The Fix: Consider breaking up your usual three meals into six smaller ones throughout the day, and be especially careful to avoid large meals before bed to give your body time to digest food. Whenever you chow, take time to savor it. Crave an evening snack? Makes yours a doze-inducing one. Protein-rich foods, such as dairy, peanut butter, and eggs, contain tryptophan, which can make you sleepy. Pair one with a healthy carb to help carry the protein to your brain. Tasty combos: a few crackers with reduced-fat cheese, a whole-grain granola bar with a glass of skim milk, or peanut butter on whole-wheat toast. Other body blips keeping you up at night?
Mom-To-Be Sleep Problems
"I don't ever wake up refreshed."
Rachelle Willgren, of Blanco, Texas, says she spends nine hours in bed each night, so why is she zonked? "I get up a couple of times to pee and I can't fall back to sleep," says Willgren, who is six months pregnant. If her bladder doesn't rouse her, hip pain or heartburn does. By afternoon, she's dying for a nap!
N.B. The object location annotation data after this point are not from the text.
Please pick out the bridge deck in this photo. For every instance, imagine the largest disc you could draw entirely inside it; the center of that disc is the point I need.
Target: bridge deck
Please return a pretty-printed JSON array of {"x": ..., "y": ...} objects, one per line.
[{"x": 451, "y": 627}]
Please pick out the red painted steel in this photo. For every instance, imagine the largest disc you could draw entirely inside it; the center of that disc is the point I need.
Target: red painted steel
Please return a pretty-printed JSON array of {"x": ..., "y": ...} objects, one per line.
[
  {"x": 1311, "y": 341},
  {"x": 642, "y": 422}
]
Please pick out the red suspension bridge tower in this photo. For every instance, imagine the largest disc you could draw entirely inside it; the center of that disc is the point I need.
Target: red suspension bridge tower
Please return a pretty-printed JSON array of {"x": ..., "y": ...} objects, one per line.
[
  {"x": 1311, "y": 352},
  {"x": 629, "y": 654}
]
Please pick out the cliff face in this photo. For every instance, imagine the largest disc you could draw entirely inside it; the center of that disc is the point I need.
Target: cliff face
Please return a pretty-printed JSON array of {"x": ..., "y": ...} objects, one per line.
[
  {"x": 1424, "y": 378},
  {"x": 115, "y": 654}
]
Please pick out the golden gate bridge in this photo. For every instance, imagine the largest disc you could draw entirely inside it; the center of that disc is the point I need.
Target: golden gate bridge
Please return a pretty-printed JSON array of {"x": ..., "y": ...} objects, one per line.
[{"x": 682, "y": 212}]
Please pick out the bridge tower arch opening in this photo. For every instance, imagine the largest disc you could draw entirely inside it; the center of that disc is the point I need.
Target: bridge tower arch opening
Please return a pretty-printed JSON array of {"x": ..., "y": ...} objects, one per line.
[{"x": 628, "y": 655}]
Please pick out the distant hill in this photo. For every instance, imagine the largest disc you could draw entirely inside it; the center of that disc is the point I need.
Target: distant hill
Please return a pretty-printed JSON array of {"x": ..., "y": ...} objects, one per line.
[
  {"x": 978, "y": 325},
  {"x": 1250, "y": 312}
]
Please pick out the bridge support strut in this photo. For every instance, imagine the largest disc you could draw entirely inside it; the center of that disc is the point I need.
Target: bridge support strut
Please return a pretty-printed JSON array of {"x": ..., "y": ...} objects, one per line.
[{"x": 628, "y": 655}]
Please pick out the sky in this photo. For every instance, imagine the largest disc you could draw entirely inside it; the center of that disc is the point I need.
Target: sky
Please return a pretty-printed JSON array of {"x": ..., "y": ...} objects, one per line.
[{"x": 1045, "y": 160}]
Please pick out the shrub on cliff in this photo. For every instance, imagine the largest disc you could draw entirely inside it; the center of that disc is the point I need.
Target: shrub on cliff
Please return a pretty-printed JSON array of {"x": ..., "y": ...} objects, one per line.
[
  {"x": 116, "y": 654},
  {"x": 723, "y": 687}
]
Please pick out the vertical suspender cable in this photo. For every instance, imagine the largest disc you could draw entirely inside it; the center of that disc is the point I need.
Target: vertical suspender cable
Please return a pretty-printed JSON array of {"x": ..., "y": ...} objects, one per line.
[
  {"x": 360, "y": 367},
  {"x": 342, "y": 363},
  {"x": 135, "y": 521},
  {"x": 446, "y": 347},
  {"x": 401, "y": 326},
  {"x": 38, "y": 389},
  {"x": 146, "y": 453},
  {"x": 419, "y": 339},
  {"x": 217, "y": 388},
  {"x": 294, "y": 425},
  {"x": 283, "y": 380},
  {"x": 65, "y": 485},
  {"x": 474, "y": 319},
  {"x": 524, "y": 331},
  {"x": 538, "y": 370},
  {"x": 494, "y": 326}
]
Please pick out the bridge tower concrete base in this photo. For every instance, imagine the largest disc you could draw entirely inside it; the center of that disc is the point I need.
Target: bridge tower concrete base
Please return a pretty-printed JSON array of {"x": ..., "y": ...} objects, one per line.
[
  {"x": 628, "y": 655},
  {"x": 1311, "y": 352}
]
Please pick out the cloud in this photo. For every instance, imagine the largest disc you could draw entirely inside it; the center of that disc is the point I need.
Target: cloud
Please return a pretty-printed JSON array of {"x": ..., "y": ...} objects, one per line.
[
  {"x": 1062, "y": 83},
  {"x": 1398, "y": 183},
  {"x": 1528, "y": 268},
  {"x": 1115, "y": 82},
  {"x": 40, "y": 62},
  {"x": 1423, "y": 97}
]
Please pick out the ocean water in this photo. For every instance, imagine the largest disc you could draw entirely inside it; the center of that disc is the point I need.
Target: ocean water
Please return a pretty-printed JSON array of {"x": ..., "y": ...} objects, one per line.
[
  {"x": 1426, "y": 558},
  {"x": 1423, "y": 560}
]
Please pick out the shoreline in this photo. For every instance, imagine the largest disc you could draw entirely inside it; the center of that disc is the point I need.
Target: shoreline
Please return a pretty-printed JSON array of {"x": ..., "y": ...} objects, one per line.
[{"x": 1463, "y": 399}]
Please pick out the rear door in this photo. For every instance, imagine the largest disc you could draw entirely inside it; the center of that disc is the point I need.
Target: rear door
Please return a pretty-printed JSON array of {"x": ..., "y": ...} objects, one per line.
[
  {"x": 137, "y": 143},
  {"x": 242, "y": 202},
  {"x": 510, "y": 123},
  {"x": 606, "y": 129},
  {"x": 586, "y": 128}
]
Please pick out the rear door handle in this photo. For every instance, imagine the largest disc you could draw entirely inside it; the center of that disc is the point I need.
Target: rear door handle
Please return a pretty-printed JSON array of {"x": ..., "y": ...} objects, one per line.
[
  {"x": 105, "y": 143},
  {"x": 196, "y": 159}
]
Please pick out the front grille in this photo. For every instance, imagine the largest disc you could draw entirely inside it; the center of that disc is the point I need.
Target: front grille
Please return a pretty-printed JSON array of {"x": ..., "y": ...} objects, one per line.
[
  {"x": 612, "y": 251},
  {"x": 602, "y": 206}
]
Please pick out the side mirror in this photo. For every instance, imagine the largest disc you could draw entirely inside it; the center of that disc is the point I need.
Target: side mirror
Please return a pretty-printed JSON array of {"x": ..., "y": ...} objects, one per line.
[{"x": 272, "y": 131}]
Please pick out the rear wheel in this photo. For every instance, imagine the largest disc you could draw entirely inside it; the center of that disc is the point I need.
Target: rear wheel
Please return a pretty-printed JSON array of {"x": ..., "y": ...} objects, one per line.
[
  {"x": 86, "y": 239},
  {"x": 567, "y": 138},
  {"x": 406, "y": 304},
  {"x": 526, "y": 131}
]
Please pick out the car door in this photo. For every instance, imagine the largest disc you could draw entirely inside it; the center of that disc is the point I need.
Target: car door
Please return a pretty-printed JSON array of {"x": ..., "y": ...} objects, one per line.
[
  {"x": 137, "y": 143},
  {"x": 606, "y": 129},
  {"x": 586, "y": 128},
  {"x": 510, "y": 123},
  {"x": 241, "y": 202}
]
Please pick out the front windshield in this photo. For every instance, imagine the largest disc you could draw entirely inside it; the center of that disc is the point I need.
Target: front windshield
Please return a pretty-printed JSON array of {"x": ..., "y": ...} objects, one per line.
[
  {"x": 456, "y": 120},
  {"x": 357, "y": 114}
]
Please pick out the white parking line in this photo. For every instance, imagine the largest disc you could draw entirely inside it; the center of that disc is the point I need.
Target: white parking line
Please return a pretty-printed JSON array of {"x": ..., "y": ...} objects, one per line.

The Doc Says: Willgren's wake-ups are due to the pressure the baby puts on her belly and bladder, says Louise O'Brien, Ph.D., associate professor of the University of Michigan Health System's Sleep Disorders Center. As for Willgren's hip discomfort, ligaments that support the uterus can stretch when you roll over or cough. Ouch!
Get Support Maternity bands support a growing belly. Wearing one during the day takes stress off your back, groin, and middle so you're less achy at bedtime.
Use Extra Pillows To ease pressure on your hips when trying to sleep on your side, place a body pillow between your legs.
Watch Your Diet Eat small, mild meals to prevent fullness and the pain of reflux. Pass on the caffeine -- it can make you pee.
Snooze Success: "Using the maternity band during the day and body pillow at night made a big difference in my hip pain," Willgren says. "I'm much comfier now." Relegating spicy food to lunch helped her heartburn. "I'm finally starting to feel rested!"
"I'm tired, but I can't fall asleep."
"I crash on the couch the moment I get home from work," says Fay Schulgasser, of Teaneck, New Jersey, who is six months pregnant. "I can't move for at least an hour." Eventually, she gets up and gets going again. "Right before bed, I'm cleaning," she admits. Then when the expectant mom turns in at 11 p.m., she lies awake and can't drift off.
The Doc Says: "Bedtime routines are as important for adults as they are for children," explains Robert Oexman, D.C., director of the Sleep to Live Institute, in Joplin, Missouri. The same things that help kids unwind -- a warm bath, soft lighting, reading -- work for grown-ups. "Your body needs at least 30 minutes to relax and prep for sleep," Dr. Oexman says.
Attack To-Do's Earlier
Physical activity improves sleep quality, but slow down three hours before you turn in to give your body temp time to drop.
Cover the Clock
The light interferes with sleep-inducing melatonin. Plus, watching the minutes tick by makes you even more anxious.
Relax Your Brain and Body
Shift your focus from tomorrow's workday to tonight's zzz's. Starting with your toes, contract and release your muscles.
Snooze Success: "The wind-down ritual worked," reports Schulgasser. Now she has the energy to tick off a few chores when she gets home and then chill. About 30 minutes before bed, she turns off her electronics. "Most nights, I'm out like a light."